CRASH and HANG attaching on AMD processors
While regular DR operation seems to work fine on AMD processors, attach runs into strange problems which stem from to-be-attached threads taking on the gs base of the master thread, causing all kinds of confusion in the signal handler for the SIGUSR2 sent to take them over:
$ ./api.startstop
<Starting application api.startstop (129458)>
<unable to determine lib path for cross-arch execve>
<Initial options = -stack_size 56K -signal_stack_size 32K -max_elide_jmp 0 -max_elide_call 0 -no_inline_ignored_syscalls -native_exec_default_list '' -no_native_exec_managed_code -no_indcall2direct >
<(1+x) Handling our fault in a TRY at 0x0000000000658809>
in dr_client_main
retakeover for cur-native thread 129458
TAKEOVER: 10 threads to take over
For master thread tid=129458, 0=>gs base 0x00000000528af000
TAKEOVER: publishing takeover records
TAKEOVER: will signal thread 129459
TAKEOVER: will signal thread 129460
TAKEOVER: will signal thread 129461
TAKEOVER: will signal thread 129462
TAKEOVER: will signal thread 129463
TAKEOVER: will signal thread 129464
TAKEOVER: will signal thread 129465
TAKEOVER: will signal thread 129466
TAKEOVER: will signal thread 129467
TAKEOVER: will signal thread 129468
For SIGUSR2 in tid=129459, 0=>gs base is 0x00000000528af000
For SIGUSR2 in tid=129467, 0=>gs base is 0x00000000554d3000
For SIGUSR2 in tid=129461, 0=>gs base is 0x0000000055512000
For SIGUSR2 in tid=129464, 0=>gs base is 0x0000000055512000
For SIGUSR2 in tid=129462, 0=>gs base is 0x00000000554a4000
For SIGUSR2 in tid=129460, 0=>gs base is 0x0000000000000000
TAKEOVER: received signal in thread 129467
TAKEOVER: received signal in thread 129464
For SIGUSR2 in tid=129466, 0=>gs base is 0x00000000554a4000
For SIGUSR2 in tid=129465, 0=>gs base is 0x0000000055512000
For SIGUSR2 in tid=129463, 0=>gs base is 0x0000000000000000
<For SIGUSR2 in tid=129459, clearing instead of 129458's; res=0>
TAKEOVER: received signal in thread 129459
TAKEOVER: received signal in thread 129466
TAKEOVER: received signal in thread 129465
TAKEOVER: received signal in thread 129463
For SIGUSR2 in tid=129468, 0=>gs base is 0x0000000000000000
TAKEOVER: received signal in thread 129461
TAKEOVER: received signal in thread 129468
TAKEOVER: received signal in thread 129460
TAKEOVER: received signal in thread 129462
<Application api.startstop (129458).

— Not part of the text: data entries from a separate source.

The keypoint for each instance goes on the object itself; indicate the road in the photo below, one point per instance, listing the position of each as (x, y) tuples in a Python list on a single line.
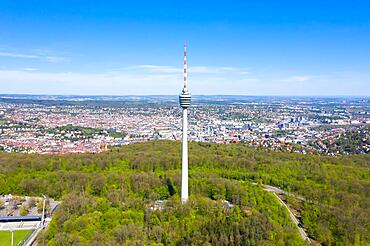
[(275, 191), (292, 216)]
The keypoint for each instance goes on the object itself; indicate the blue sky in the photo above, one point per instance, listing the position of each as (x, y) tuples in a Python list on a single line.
[(234, 47)]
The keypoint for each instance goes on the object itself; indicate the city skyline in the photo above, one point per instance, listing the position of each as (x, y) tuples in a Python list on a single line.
[(89, 48)]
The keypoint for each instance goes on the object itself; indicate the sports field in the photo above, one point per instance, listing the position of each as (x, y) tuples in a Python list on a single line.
[(6, 237)]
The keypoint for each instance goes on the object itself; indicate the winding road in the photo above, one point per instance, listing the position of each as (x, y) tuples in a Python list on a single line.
[(275, 191)]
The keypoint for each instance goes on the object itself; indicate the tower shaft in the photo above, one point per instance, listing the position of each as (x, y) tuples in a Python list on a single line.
[(185, 99), (184, 171)]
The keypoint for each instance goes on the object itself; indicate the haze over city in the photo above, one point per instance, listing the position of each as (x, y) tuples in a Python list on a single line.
[(315, 48)]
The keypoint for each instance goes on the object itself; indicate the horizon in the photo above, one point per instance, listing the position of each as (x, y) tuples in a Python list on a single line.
[(176, 95), (243, 48)]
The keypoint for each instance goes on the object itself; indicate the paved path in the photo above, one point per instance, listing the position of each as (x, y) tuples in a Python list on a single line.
[(292, 216)]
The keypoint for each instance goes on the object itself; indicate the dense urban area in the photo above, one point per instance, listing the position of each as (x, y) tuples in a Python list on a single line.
[(66, 124)]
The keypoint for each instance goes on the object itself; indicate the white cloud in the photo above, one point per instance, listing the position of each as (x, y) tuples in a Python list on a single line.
[(18, 55), (298, 78), (41, 56), (30, 69)]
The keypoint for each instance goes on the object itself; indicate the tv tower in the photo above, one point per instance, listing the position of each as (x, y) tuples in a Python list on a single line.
[(185, 99)]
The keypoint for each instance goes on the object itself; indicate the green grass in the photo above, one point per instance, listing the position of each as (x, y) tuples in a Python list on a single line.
[(6, 237)]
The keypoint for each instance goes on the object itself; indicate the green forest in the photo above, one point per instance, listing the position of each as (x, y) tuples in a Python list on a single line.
[(108, 198)]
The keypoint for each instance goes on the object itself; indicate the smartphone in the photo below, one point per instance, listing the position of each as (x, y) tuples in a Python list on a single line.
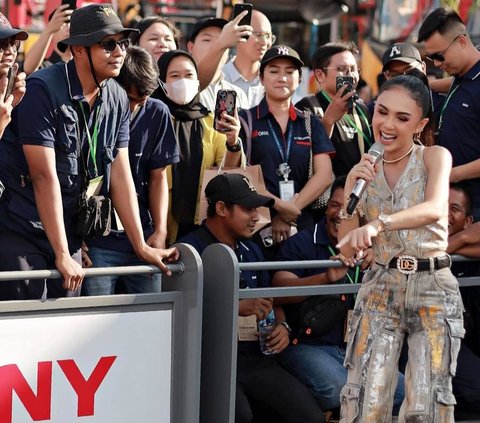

Internal Error: DynamoRIO debug check failure: dr/git/src/core/unix/os.c:1981 !is_thread_tls_initialized()
(Error occurred @14 frags)
version 7.0.17906, custom build
-stack_size 56K -signal_stack_size 32K -max_elide_jmp 0 -max_elide_call 0 -no_inline_ignored_syscalls -native_exec_default_list '' -no_native_exec_managed_code -no_indcall2direct >
This reproduces every time.
Other experiments show that on AMD, the gs base as read by arch_prctl is a bogus non-zero value at process startup, while on Intel processors it's always 0.
In our signal handler, on receiving SIGUSR2, when dcontext is NULL or when dcontext->owning_thread
doesn't match get_sys_thread_id()
, setting the gs base to any non-zero value fixes the problem. Setting it to zero does not fix the problem.
It seems like there's a problem where the kernel fails to clear gs base on a context switch: we set it in our master thread and it bleeds over into one or more of the threads we signal. However, I looked at the kernel context switch code and I do not yet see how it could happen. Plus, a simple app that sets gs base in one thread and switches to another thread does not exhibit the problem. I'm still trying to nail down a minimal reproducer without DR.